When Oren returned to his second-floor office to resume the interview, he shrank his large frame into an armchair across from me. (During his time in Washington, the 57-year-old former rowing champion has stayed in shape either at the gym or on the Potomac, and speculates that he may have even lost some weight.) “Americans and Israelis have to draw different conclusions about the Middle East,” Oren told me. If America’s iconic image of failure in war is leaving Vietnam with helicopters pushed from the roof of the U.S. Embassy, said Oren, “for Israel, there’s no going home from the Middle East, we can’t even indulge in the illusion. It’s our backyard.”
Oren said he understands why Americans are tired and frustrated with the Middle East. As a historian, he is not surprised by the resurgence of America’s tendency toward isolationism—an inclination that also seems to be at work among both Democrats and Republicans in Washington these days. “This strain of isolationism is the exception, not the rule,” Oren explained. “It occurs during times of economic stress.”
In Oren’s view, another difference between the two countries is that Americans are demoralized right now, as a result of difficult and inconclusive wars in Afghanistan and Iraq. “I opposed the Iraq war,” said Oren, who in 2003 was a fellow at the Shalem Center in Jerusalem. “I said Americans should not get involved in state-building in a region where states are only held together by savage central power. America would become that power, and Americans are not savage.” While the Bush-era notion of transforming Arab states into functional democracies was a beautiful theory, said Oren, the reality of the region has proved to be much more complex. “With WWII, two totalitarian regimes become strong democracies. If Iraq and Afghanistan were shining democracies it might be different, but because the United States fell short, it was very demoralizing. It was a blow to U.S. morale.”

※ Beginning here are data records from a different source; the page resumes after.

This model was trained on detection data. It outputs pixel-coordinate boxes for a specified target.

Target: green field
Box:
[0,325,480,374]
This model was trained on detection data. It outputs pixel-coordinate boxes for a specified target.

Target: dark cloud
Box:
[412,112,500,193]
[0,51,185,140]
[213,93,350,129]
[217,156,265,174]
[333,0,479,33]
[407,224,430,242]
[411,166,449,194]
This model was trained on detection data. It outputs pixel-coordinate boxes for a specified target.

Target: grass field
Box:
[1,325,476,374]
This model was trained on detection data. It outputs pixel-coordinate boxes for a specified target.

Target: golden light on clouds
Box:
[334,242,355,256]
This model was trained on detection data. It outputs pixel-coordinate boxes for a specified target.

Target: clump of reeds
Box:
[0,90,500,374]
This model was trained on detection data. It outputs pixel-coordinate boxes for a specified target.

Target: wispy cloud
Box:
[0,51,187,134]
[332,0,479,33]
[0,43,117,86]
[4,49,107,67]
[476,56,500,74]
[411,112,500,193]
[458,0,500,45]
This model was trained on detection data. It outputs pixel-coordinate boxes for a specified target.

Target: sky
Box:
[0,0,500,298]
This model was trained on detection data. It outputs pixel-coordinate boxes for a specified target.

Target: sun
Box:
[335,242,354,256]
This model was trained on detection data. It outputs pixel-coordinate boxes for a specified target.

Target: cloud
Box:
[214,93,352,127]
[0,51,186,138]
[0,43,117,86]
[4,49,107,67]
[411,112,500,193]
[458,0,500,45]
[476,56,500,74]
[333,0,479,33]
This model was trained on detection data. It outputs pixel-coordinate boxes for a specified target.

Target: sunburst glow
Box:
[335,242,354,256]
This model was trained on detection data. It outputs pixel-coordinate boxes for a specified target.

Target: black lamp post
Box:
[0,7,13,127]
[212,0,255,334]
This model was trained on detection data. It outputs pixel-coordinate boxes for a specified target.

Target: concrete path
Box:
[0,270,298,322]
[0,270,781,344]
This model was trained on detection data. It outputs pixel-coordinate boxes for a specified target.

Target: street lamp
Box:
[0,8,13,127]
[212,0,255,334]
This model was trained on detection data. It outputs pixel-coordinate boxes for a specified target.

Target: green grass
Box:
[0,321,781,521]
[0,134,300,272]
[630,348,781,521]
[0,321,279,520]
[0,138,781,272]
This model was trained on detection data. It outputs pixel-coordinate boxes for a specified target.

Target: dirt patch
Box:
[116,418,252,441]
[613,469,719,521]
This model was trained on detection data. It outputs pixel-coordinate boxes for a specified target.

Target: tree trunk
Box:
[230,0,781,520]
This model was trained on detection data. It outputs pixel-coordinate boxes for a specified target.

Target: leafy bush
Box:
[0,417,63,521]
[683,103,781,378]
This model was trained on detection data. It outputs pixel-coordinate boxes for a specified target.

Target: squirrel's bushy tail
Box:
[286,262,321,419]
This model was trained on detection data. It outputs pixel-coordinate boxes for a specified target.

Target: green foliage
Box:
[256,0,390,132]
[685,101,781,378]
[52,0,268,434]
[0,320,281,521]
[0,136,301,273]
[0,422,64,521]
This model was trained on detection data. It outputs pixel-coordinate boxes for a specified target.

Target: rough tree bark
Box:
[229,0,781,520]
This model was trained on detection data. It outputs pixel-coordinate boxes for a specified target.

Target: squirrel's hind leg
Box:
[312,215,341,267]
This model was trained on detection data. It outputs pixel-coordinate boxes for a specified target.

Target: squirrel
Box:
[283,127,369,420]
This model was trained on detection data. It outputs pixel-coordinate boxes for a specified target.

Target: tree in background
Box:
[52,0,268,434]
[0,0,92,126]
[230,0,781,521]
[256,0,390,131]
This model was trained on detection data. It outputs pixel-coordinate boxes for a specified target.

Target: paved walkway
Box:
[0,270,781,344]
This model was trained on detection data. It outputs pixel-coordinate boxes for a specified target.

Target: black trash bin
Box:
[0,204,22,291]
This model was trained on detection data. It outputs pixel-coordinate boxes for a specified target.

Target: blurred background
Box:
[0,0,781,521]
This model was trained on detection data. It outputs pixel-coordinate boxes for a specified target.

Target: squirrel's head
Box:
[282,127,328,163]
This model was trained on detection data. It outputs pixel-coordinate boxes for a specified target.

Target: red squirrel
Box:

In his view, then, the United States has come up against its own limits—limits that challenged the country’s founding ideals concerning life, liberty, and the pursuit of happiness. The reality is that some men, as Hassan Nasrallah likes to say, prefer death to life, slavery—others’ or even their own—to freedom, and darkness to light. And there’s nothing Americans can do to change it. Nor can Israelis, which is why they doubt that Rouhani will bring peace to the region. Nonetheless, if a deal bringing Iran’s nuclear problem to a halt is possible, said Oren, that would suit Israel’s interests just fine. “There is no country in the world more in favor of a diplomatic solution—a real solution,” he insisted.
But, according to Oren, what’s not clear is precisely whether the Iranians genuinely want a deal. After a week of rumors about a possible chance encounter on the sidelines of the General Assembly meeting, the Iranians decided to snub Obama. Tuesday afternoon, senior administration officials explained that the White House had suggested “an encounter” between the two world leaders, but the Iranians told Obama aides that it is “too complicated for Iranians to do at this point.”
All of which had to come as something of a shock to Obama—but perhaps not to Oren, stuck explaining a Washington that is just as confused about Iran as it was when he first walked into his office at the embassy.